Ворон
Просто трахаться хочется и как-то не до баб было в эти две недели.
Шмары только бы отвлекали.
Я еще с молодости понял одну штуку: бабы хороши, когда у тебя все заебись, и рядом они охотно трутся, когда ты на подъеме. В другие времена они только помеха. Поэтому баба рядом — это праздник, это, сука, значит, что все на мази…
Вот сейчас все под контролем, можно и Лидку вернуть, под бочок и в отрыв. И как же долго, млин, еду! Дорога как будто бесконечной лентой вьется. Место живописное, кстати. Надеюсь, Лидка хорошо время провела. С пользой..
Может быть, на радостях и законтачимся в приятной плоскости.
На людях Лидка меня обняла, букет приняла, в щечку поцеловала. Член приперло к ширинке сразу же от касаний ее губок.
Нос улавливает аромат кожи, теплый, сочный, но без духов. Странно, обычно от нее пахнет фиг поймешь, чем, но вкусно.
— Поехали?
— Конечно, дорогой.
Переплетаем пальцы, как заправская парочка. Ладонь у Лиды сухая, горячая, жаром пышет…
Бросаю на нее взгляды, обгладывая по кусочку.
Как будто схуднула. Скулы заострились.
— Кормили плохо?
— Нет.
— Ты скажи, как есть. Не стесняйся. Я за этот отдых куча бабла отвалил, имею право спросить с них за еду и достойное содержание.
— Все на высшем уровне было.
— Тогда что? Диета новая?
Говорим вполголоса, Лида отвечает с улыбкой, но по голосу чувствуется, что она недовольна, на цветы косится.

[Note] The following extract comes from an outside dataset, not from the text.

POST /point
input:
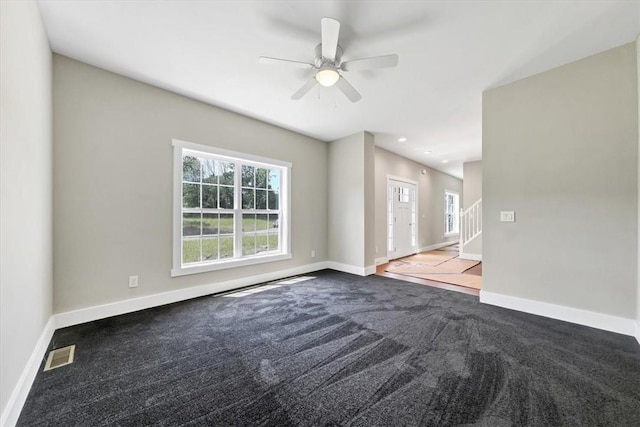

— Давай быстрее пойдем, — хмурится. — Духота!
— Да не вопрос.
Ускоряем шаг, покидаем территорию. В целях безопасности, на машине не въехать, нужно пешком идти.
Пейзаж такой сочный, тропинки ухоженные. Даже птички щебечут. Я это все отмечаю, и как-то радостно становится, а по Лиде не скажешь, что ее прелести подобные волнуют.
— Не мог бы ты сам понести цветы… — просит она сдавленным голосом, спихнув мне букет.
— И не размахивай руками! — требует. — Фуу…
— Что? Лилии же! Твои любимые.
— Воняют кошмарно. Как будто ты их на помойке нашел.
— Элитный сорт…
— Не элитный! — вредничает. — Редкостно вонючий, боже…
Пискнув, Лида вырывает мою руку из своей и бежит в кустики.
Ее там выворачивает.
— Так и знал, что в той элитной столовке не харчи, а баланда. А то написали, тунец, артишоки… Траванулась, Лид?
Вывалившись, бледная и трясущаяся, она выдавливает из себя:
— Траванулась. Тунец… старый попался! — смотрит на меня с претензией. — И не тряси ты этими вонючими цветами у меня перед носом, тошнит!
— Не переживай, я это дело улажу.
— О нет, — усмехается, тщательно вытирая рот салфеткой. — Тут я сама справлюсь. Спасибо, ты и так от души постарался! Испорченный, старый, вонючий тунец!
— А я здесь при чем?! — закрадывается подозрение. — Ты что мне этим сказать хочешь?!
— Ничего. Схожу к врачу, буду, как новенькая, — усмехается и мрачно молчит до конца поездки.
Даже не язвит, как обычно. Притихла…
На мои пошлые подкаты не ерепенится, только морщится…
Подозрения становятся все сильнее и сильнее, пока их ор не становится похожим на вой тревожной сирены, а потом случается катастрофа!